Saturday, while playing with our tomtom GPS, I found out we were really close to some interesting sounding places. Balancing Rock (which we never found), Pilar Rock (which we traded for a movie) and the Cave Without a Name.

Hilmar Hung street, where we got lost looking for a balancing rock. Notice the measure stick in the background? Notice that it says 5 feet ABOVE the road – fun with flooding!

We drove about 56 miles without first researching much aside from their hours of operation. When we arrived we found they charged $15 a person and tours only. After a round trip of over 100 miles, gas was enough of a price so the weekend began playing makeup for all the weekends we.. well.. spent lots of money on gas driving.. hmm.We had somehow imagined the cave would be free and without a tour… now we know for sure that anything people can make money off of, they will.

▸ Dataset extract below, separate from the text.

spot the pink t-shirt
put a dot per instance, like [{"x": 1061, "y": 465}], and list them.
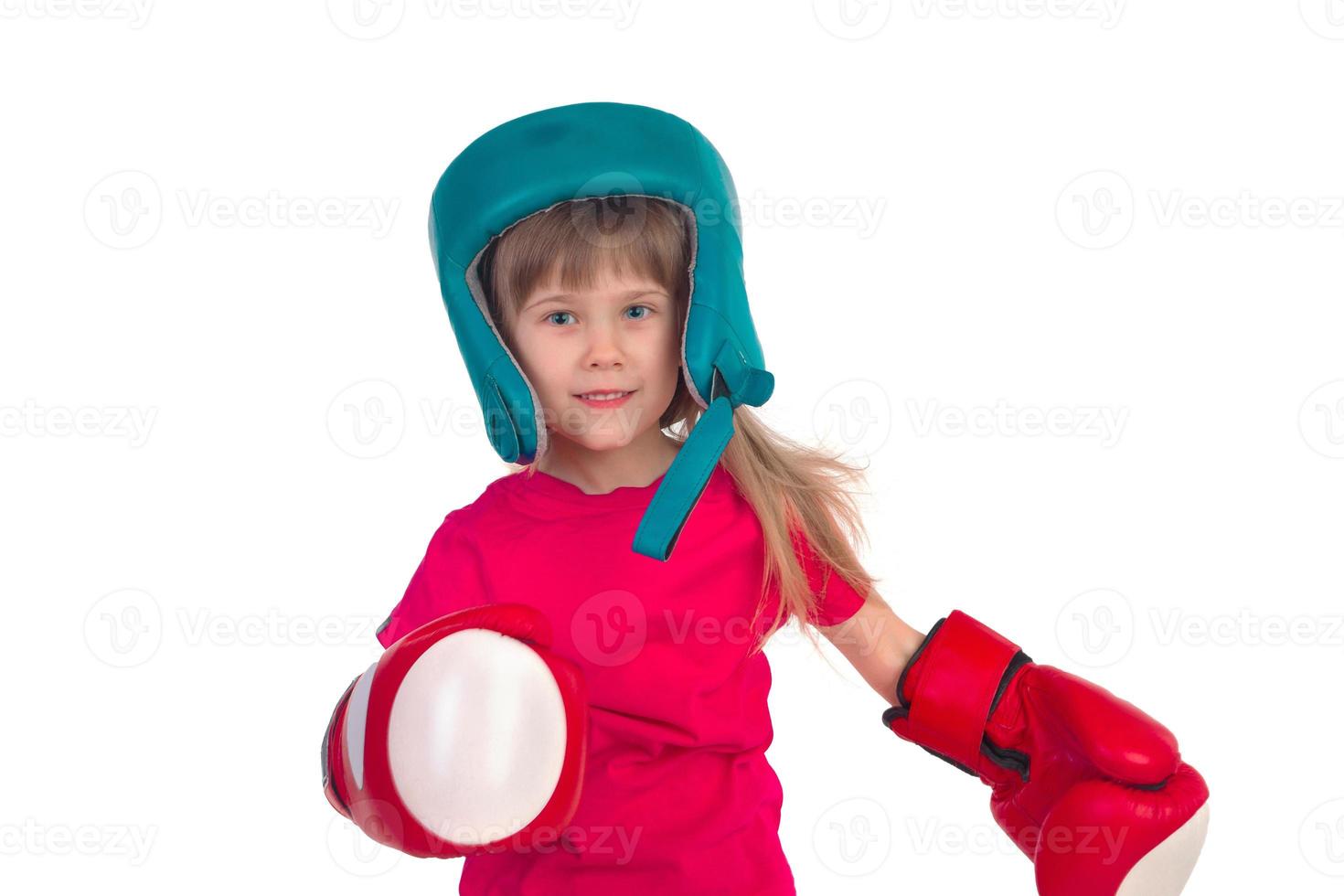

Anyway, we went. It was pretty cool. It looked more to me like a cave people should live in than one people should tour. I imagined it succeeding greatly as a restaurant for people who would love to eat in caves, like me. There were only 4 people on the tour, the other, a Chinese couple from Houston who were twice asked how and why they came from China – both having been born and raised in Texas, this was a little odd and funny to watch. People weren’t rude to them just really curious.

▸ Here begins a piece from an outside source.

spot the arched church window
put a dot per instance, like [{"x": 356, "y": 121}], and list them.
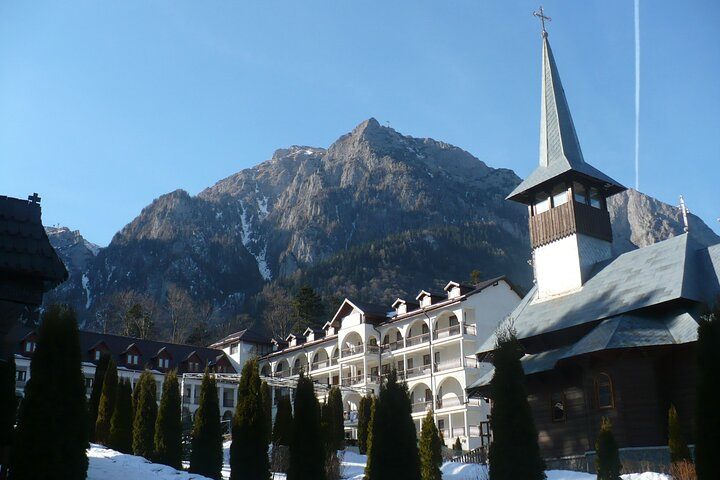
[{"x": 604, "y": 391}]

I managed to take some photos at iso 1600 with my digital, didn’t even bother bringing film because of the lack of light (and I only have 50 and 100 speed film). The walls look like parts of mud monsters and had a certain glitter to them, apparently having a crystal content or some kind – to which the guy in the other couple stated “looks like Edward”. I tried so hard not to bust up laughing.

white grapes at the cave without a name

white grapes at the cave without a name

All in all the tour was a little less perilous than I wanted. We weren’t allowed into the section where they dive under water in the cave to explore it. Apparently there is 3 miles of cave so far but people only get to see about 1/4 of a mile of smooth trail, floor and concrete stairs.

After the cave we were going to head to Pillar Rock outside Kerrville but after seeing photos on Wikipedia, we decided it was boring. Instead we went to see Avatar in 3D! It was nearly a 3 hour movie but totally worth it. The graphics were not the slightest bit annoying or unrealistic – and while in 3D you really started to feel like everything about the world was completely possible and after a while, normal. It was a pretty big disappointment leaving the theater and coming back to earth – seeing trees that don’t glow and animals that cant swallow your head. I was quickly reminded after the film where we were when a kid behind us said “damn treehuggers”, repeating a statement from the military in the film who were set on stealing the planet’s resources. I suppose if you hunt and every member of your family is in the military, you may take the military side in the film but I think the main purpose of the plot was to attempt to visually explain the importance of appreciating your resources and the destructive results of stealing from – destroying and remaining ignorant about other cultures. Also understanding your right to abuse the environment, especially for something so temporary as money. Anyway, great film! See it! (in 3D if possible).